The Portrait of Charles II is a unique likeness of the young prince and one of the finest royal portraits of Van Dyck’s late career. Depicting the future heir to the throne standing in armour, this portrait marks a distinct shift in the representation of the young Prince. Moving away from the celebrated child portraits painted alongside his siblings, the portrait exudes a more martial and adult gravitas, both in accoutrements and bearing.
Painted shortly after her marriage to Prince Willem of Orange, aged just nine years old, the portrait of Mary, Princess Royal is the last of the artist’s likenesses of the young princess. Mary is depicted wearing a fine orange silk dress edged with lace tied with blue ribbon, and both her wedding ring and the large diamond brooch given to her by her husband the day after their wedding. Her son, Willem III of Orange, later succeeded her brother Charles II and was crowned King William III of England in 1689.
On 13 August 1641, shortly after the Princess’s marriage to Willem of Orange, the Countess of Roxburgh, Lady of the Bedchamber to the Queen and Preceptress (or Governess) to the royal children, wrote to Jan de Brederode, Ambassador Extraordinary of the Dutch States General to London , about a delay in dispatching the portrait of ‘your Royal Highness’ by van Dyck. The artist had been ill since the Ambassadors had left London, she explained, and she ‘hadn’t, until this hour, been able to see the portrait that he was doing for Monsieur le Prince. But he promised the Queen that he would have yours ready in eight days; and that he wished to present it to her himself with another he was doing for Madame the Princess of Orange’.

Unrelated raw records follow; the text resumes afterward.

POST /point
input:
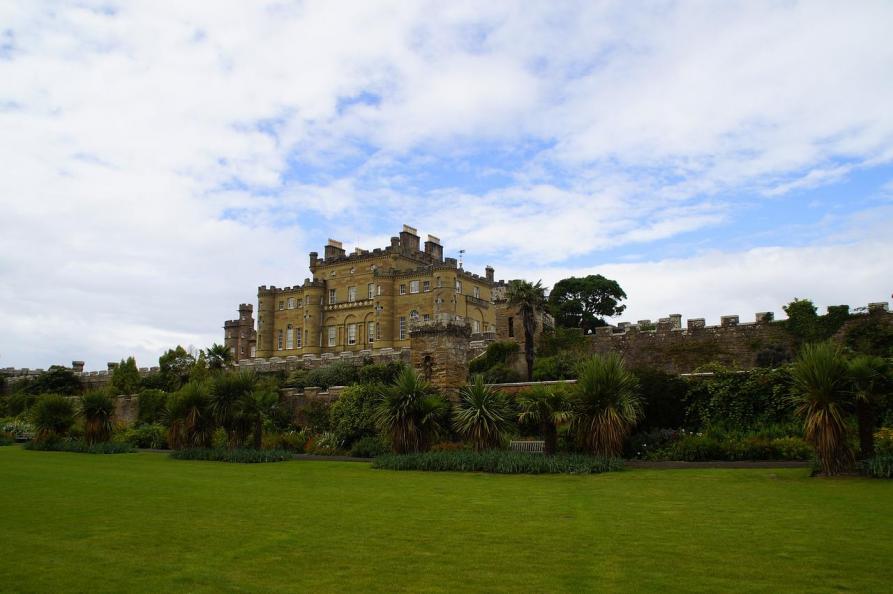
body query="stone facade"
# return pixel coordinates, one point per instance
(372, 299)
(239, 336)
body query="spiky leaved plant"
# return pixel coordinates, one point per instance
(190, 420)
(548, 407)
(97, 409)
(606, 403)
(820, 392)
(483, 415)
(409, 413)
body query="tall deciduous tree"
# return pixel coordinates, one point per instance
(585, 302)
(530, 299)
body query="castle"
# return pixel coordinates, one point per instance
(372, 300)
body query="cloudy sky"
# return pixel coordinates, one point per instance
(160, 160)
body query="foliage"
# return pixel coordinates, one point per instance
(238, 455)
(743, 400)
(585, 302)
(561, 366)
(410, 413)
(369, 447)
(153, 403)
(499, 462)
(190, 418)
(529, 298)
(218, 356)
(548, 407)
(126, 377)
(152, 436)
(483, 415)
(379, 373)
(819, 384)
(78, 446)
(352, 415)
(606, 404)
(97, 409)
(497, 353)
(52, 416)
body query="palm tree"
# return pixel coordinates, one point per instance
(549, 408)
(190, 420)
(607, 404)
(870, 378)
(229, 393)
(529, 298)
(219, 357)
(410, 413)
(483, 415)
(819, 390)
(97, 409)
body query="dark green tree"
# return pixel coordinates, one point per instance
(529, 298)
(585, 302)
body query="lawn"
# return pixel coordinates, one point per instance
(144, 522)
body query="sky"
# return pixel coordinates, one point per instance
(159, 160)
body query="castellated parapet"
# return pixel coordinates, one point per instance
(670, 347)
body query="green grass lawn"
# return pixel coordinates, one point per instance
(144, 522)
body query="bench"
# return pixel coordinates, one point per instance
(528, 447)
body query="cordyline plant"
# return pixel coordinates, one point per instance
(606, 403)
(409, 413)
(483, 415)
(820, 378)
(97, 409)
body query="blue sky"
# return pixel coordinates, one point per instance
(162, 160)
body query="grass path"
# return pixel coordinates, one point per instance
(143, 522)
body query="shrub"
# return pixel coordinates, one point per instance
(238, 455)
(369, 447)
(352, 416)
(79, 446)
(498, 461)
(153, 436)
(52, 415)
(152, 406)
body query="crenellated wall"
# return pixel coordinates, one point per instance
(670, 347)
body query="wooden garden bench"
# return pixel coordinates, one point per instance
(528, 447)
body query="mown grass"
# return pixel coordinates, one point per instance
(143, 522)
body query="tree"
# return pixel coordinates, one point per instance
(126, 377)
(870, 377)
(820, 375)
(483, 415)
(409, 413)
(97, 408)
(529, 299)
(607, 404)
(585, 302)
(218, 357)
(549, 408)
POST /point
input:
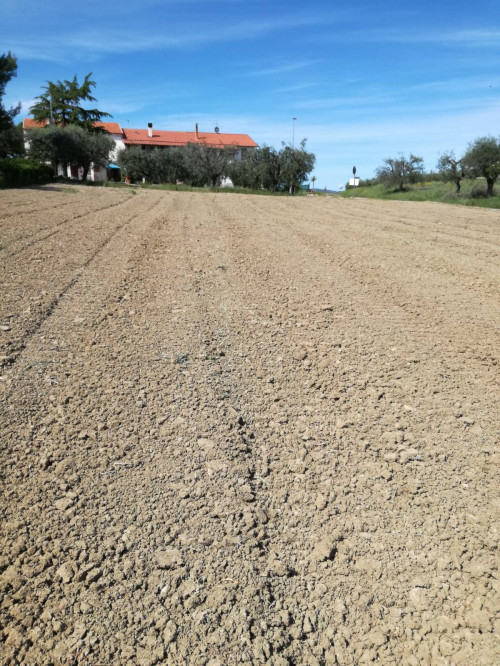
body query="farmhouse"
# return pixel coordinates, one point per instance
(151, 139)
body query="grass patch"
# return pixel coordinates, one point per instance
(473, 193)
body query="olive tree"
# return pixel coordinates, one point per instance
(11, 137)
(398, 171)
(70, 145)
(451, 169)
(206, 165)
(482, 158)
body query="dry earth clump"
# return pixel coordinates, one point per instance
(243, 430)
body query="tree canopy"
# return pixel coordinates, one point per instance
(11, 140)
(398, 171)
(62, 103)
(206, 165)
(451, 169)
(274, 170)
(482, 158)
(70, 145)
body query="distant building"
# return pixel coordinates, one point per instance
(150, 139)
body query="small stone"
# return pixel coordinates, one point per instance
(63, 503)
(66, 572)
(300, 354)
(324, 550)
(407, 455)
(321, 502)
(169, 559)
(45, 461)
(170, 632)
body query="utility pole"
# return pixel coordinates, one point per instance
(54, 158)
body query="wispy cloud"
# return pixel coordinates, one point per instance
(296, 88)
(283, 68)
(473, 38)
(99, 41)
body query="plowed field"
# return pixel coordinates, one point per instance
(247, 430)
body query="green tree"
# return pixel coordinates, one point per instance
(273, 170)
(11, 138)
(297, 165)
(206, 165)
(156, 166)
(482, 158)
(451, 169)
(70, 146)
(398, 171)
(62, 103)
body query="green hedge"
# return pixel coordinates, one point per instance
(18, 172)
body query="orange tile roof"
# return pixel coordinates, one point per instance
(167, 138)
(112, 128)
(31, 123)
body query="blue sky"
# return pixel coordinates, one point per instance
(365, 80)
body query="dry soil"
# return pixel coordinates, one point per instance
(247, 430)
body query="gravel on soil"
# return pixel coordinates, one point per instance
(247, 430)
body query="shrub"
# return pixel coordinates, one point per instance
(18, 172)
(478, 192)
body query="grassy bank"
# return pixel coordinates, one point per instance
(435, 191)
(171, 187)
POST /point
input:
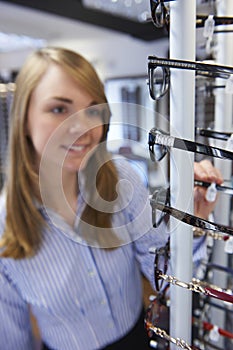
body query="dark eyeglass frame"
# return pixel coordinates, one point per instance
(219, 135)
(160, 137)
(157, 203)
(163, 17)
(218, 20)
(204, 69)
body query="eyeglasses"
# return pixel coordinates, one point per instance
(195, 285)
(159, 13)
(219, 135)
(160, 142)
(160, 16)
(157, 202)
(217, 20)
(159, 69)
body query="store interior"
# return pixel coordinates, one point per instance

The colour of the Princess’s dress in the present painting has been consciously changed from the coral pink with white ribbons – as worn on her wedding day – seen in the other two versions of this portrait (Royal Collection and Private Collection, England). Here Mary’s dress is of a noticeably more orange hue, with blue ribbons at the waist and chest – the colours of the House of Orange-Nassau – strongly suggesting that this is the version that was painted for her new mother-in-law, the Princess of Orange, which is referred to in the Countess of Roxburgh’s letter.
Alex Bell, Sotheby’s Co-Chairman of Old Master Paintings, said: “Van Dyck was responsible for creating the enduring images of Charles I and his court, and in these exceptionally well-preserved portraits of his two eldest children we see the artist use his painterly skill to acknowledge both the youth and the status of his royal subjects. The tumultuous history of the Stuart court has always captured people’s imagination and with the additional interest sparked by the fascinating exhibitions in London this year, it is particularly timely for these royal portraits, which are extremely rare to the market, to come up for sale.’